Writes Bob West in Field & Stream: “I always advise prospective puppy buyers to step way back and ask themselves some pretty basic questions: Is this going to be a house dog or an ‘outside’ dog? Do I want a small dog, a large dog, or something in-between? Do I intend to hunt waterfowl, upland birds, or a combination of both? Will I be better served by a pointing breed, a flushing breed, or a retrieving breed? Once you’ve determined the answers to these questions, you’ll be in position to zero in on the breed that makes the most sense for you.”

Considering the breed

The many different breeds of hunting dogs each bring their own strengths to the table, as each was traditionally bred to improve a specific quality or skill. For example, the Boykin Spaniel is known as a flusher, while its cousin the Brittany is more of a pointer. Retrieving breeds specialize, not surprisingly, in retrieval, while other breeds are known for a combination of these skills.
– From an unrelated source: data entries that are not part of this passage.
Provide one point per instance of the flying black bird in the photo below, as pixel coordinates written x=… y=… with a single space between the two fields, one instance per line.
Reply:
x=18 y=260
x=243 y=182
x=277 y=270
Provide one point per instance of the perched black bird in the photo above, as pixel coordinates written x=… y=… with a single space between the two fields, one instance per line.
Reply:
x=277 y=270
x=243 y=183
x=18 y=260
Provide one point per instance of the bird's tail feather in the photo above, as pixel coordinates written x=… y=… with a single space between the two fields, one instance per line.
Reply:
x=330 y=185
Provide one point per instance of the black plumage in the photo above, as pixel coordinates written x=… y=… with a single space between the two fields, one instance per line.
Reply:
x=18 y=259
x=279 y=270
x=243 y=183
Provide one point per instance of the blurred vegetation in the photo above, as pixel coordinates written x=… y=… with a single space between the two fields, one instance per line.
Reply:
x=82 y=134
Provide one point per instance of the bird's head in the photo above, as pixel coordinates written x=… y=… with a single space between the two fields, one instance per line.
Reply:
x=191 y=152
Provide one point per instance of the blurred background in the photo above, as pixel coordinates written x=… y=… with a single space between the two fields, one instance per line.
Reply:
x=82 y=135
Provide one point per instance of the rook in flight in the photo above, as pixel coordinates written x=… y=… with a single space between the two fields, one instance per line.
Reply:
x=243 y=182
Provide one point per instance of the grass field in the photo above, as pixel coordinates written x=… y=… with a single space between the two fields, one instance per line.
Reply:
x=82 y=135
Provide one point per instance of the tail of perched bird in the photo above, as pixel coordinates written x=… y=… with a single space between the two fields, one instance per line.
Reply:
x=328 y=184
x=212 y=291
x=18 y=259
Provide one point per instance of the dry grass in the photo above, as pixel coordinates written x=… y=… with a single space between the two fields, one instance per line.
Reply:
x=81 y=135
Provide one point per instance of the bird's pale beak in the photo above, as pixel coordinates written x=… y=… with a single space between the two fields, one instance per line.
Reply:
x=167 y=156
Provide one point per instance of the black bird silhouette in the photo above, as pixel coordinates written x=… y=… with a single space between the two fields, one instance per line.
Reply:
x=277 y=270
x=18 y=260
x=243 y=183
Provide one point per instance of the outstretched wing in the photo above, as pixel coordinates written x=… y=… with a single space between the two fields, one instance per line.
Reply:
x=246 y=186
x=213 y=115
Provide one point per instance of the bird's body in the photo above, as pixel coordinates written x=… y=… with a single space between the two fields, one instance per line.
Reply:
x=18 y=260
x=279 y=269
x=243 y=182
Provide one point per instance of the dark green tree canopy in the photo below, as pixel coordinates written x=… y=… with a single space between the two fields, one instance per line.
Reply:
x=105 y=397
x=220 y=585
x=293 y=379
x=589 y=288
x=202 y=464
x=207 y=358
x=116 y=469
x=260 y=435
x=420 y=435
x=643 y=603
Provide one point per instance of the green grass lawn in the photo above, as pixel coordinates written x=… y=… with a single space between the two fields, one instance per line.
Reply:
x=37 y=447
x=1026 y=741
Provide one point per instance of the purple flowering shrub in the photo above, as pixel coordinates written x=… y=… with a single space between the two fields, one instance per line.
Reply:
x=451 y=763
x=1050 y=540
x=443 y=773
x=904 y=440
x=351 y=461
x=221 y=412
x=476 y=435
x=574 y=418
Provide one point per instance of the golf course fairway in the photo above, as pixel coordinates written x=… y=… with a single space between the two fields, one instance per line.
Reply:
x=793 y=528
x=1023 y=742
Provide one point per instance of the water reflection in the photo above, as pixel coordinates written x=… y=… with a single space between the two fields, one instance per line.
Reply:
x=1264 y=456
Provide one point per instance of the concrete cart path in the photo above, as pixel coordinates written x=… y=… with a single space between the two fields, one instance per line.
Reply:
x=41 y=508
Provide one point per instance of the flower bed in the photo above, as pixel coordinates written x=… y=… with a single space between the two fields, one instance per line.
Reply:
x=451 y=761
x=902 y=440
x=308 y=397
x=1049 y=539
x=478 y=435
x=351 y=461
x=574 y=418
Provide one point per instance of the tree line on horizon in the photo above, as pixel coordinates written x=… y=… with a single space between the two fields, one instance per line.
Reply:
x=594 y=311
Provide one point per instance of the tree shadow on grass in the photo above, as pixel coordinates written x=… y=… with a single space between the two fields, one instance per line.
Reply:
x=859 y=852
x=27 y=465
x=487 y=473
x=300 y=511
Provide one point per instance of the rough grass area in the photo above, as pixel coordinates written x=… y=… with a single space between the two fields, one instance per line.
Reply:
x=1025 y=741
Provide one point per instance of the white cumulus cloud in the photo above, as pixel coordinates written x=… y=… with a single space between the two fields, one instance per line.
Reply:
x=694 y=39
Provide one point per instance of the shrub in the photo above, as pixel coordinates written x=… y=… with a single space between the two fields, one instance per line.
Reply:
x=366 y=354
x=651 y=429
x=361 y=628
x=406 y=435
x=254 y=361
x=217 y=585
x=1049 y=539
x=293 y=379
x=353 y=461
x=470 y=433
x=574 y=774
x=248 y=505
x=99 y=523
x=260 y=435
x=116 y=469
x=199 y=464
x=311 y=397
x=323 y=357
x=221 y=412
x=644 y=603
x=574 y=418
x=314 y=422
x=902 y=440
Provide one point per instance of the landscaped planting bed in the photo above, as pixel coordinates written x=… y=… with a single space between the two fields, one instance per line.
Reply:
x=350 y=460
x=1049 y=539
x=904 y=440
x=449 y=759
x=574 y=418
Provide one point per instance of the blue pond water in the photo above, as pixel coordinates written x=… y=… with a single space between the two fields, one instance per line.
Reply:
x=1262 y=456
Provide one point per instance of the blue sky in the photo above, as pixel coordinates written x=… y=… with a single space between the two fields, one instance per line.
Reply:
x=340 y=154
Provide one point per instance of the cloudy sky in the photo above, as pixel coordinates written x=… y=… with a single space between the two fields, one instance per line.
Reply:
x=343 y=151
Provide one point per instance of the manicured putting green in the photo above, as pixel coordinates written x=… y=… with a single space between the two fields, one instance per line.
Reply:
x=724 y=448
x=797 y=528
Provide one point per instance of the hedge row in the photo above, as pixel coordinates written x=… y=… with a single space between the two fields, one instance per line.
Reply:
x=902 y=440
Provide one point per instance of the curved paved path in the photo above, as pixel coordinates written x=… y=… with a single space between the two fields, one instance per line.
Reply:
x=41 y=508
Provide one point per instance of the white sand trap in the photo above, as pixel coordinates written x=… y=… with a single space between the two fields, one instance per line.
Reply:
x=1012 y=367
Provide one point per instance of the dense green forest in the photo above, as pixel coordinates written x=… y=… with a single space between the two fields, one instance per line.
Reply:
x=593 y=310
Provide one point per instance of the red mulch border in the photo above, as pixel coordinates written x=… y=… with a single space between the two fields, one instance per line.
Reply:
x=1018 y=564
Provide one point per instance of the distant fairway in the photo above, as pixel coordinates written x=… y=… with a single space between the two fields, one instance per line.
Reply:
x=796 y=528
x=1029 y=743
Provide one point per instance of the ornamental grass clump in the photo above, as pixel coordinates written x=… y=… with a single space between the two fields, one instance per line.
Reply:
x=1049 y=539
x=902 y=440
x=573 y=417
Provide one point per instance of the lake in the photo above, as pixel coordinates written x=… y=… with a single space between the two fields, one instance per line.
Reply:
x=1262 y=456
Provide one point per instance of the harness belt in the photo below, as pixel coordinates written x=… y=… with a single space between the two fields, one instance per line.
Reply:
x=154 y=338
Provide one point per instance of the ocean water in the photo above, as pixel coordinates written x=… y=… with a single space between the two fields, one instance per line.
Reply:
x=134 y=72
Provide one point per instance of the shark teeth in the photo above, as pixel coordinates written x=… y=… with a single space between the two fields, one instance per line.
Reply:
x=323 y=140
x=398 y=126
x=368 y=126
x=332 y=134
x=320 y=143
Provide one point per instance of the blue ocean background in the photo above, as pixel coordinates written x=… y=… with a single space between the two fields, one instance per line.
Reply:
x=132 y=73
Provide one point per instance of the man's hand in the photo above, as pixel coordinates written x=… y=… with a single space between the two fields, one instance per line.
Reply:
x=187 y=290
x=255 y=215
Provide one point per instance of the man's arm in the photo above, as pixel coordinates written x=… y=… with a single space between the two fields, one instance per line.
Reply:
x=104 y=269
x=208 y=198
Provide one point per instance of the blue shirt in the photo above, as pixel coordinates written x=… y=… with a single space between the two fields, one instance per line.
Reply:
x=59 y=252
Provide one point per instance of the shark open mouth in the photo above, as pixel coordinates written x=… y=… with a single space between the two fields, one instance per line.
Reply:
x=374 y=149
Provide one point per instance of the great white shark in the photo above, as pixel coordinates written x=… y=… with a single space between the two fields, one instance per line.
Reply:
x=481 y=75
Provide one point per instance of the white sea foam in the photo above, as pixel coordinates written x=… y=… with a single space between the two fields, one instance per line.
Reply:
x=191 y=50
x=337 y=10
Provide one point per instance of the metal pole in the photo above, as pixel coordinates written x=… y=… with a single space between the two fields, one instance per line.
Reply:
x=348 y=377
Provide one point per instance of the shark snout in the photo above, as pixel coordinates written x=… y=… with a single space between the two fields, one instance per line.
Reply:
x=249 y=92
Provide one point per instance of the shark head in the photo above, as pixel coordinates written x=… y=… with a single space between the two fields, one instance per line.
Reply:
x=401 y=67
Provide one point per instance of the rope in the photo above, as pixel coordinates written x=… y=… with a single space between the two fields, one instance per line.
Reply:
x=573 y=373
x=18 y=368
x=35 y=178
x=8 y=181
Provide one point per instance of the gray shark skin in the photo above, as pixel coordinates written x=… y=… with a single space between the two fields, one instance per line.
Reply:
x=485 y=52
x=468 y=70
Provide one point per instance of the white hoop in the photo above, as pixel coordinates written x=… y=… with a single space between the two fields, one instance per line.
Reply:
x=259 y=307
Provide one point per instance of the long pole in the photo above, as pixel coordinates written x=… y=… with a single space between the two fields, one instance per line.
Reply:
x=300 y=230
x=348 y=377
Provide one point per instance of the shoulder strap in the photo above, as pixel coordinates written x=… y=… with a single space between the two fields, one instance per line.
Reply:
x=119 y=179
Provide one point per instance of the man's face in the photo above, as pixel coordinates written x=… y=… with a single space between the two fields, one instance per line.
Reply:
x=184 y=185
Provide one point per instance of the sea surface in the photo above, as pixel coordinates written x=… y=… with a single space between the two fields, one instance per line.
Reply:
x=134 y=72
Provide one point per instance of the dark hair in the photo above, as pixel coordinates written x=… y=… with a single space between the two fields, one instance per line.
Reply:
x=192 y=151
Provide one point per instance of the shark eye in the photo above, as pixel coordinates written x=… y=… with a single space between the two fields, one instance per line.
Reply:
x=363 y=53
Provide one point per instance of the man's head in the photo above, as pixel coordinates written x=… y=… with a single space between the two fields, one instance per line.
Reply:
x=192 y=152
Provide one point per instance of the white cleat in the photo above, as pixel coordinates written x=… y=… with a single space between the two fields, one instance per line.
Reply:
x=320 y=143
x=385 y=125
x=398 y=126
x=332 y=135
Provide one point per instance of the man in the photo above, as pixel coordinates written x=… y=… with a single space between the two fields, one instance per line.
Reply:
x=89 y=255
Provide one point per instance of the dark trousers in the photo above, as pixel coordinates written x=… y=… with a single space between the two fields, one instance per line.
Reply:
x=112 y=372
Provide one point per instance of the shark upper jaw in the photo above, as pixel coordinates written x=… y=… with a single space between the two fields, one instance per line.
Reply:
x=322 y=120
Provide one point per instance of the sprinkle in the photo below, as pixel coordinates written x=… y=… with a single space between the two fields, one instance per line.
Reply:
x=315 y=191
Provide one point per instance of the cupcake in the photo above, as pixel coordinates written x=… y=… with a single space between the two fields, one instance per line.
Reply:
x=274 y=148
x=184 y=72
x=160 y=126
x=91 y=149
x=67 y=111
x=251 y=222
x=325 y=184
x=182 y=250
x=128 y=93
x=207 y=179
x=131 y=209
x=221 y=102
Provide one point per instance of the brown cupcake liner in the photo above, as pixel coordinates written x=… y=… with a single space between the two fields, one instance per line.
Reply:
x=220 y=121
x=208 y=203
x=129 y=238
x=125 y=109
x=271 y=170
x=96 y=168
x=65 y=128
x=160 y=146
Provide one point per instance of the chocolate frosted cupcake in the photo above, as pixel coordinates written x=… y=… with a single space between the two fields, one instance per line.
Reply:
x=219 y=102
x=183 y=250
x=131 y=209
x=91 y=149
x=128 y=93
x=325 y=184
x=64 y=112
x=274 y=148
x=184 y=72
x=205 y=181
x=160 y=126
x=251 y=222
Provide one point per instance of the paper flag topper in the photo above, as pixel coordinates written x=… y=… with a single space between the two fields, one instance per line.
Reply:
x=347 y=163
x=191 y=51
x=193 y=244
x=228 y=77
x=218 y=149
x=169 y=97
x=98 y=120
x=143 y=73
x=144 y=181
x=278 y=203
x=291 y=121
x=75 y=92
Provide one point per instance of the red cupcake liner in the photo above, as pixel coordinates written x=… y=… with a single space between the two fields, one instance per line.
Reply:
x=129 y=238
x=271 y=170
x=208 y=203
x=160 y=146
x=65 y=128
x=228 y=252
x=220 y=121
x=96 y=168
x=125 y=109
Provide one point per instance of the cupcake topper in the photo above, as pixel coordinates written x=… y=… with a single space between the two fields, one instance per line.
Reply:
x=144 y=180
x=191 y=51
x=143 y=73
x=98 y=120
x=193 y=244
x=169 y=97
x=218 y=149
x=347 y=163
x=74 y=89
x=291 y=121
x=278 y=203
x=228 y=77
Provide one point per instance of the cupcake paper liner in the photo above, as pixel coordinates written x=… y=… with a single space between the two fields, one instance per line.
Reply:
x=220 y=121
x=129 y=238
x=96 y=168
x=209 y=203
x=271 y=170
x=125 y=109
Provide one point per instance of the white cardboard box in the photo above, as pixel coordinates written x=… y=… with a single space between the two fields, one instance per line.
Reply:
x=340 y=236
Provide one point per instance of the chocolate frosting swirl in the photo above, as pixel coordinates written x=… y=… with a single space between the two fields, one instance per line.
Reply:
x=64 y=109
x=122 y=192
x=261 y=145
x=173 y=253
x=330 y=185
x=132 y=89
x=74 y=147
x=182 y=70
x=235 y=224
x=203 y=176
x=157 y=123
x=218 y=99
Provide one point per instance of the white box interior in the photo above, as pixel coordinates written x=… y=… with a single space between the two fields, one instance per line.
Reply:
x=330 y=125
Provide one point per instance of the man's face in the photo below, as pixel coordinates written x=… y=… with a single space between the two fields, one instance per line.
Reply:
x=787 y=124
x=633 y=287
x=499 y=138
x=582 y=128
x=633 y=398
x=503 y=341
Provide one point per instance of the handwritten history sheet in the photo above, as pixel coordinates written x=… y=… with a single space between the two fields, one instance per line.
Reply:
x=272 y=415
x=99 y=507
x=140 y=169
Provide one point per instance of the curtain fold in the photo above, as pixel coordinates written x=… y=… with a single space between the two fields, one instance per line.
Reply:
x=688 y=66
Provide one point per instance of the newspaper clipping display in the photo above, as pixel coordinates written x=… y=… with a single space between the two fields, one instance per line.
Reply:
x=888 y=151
[For an overview of many of the different breeds, Pheasants Forever offers a nice list of the options here.]

But keep in mind that these are animals, not machines. There will still be a fair amount of variation within each breed, so the role of the individual breeder is critical. Do your research and find a breeder who specializes in the type of dog that you need. 

Finding “the one”

With this research in hand, it becomes a step-by-step process by which smart buyers are able to effectively guarantee they end up with a strong, quality hunting dog. 

Choose the breed: What types of skills do you need in a dog? What is your own personal hunting style? Do you need a dog to flush out birds for you or do you prefer one that simply points out the prey and retrieves after the shot? What types of birds do you like to hunt? What sort of terrain do you usually visit?

Choose the breeder: As mentioned, different breeders specialize in different types of dogs. What is their track record in breeding the type of hunting dog that you need?

Choose the litter: By the time you get to the stage of actually looking at puppies, the experts say that you should already be committed to a particular litter. The breed and bloodline both need to make sense for producing the kind of dog that’s right for you, the birds you like to hunt, and the way you like to hunt before you can make an informed decision. From there, it is simply a matter of…

Choose the puppy: Never believe anyone who tells you that they can objectively walk into a kennel and choose the right puppy without a game plan. Once you’re surrounded by all of those floppy ears and wagging tails, even the best of us will want to take them all home. The good news is that, as long as you’ve done your research in advance and chosen a breeder and a litter with a strong bloodline, it’s hard to screw up at this point. Still, don’t overlook considerations such as individual health and temperament when making the final decision. 

What do you think? How do you choose your own gun dogs? What factors matter the most to you?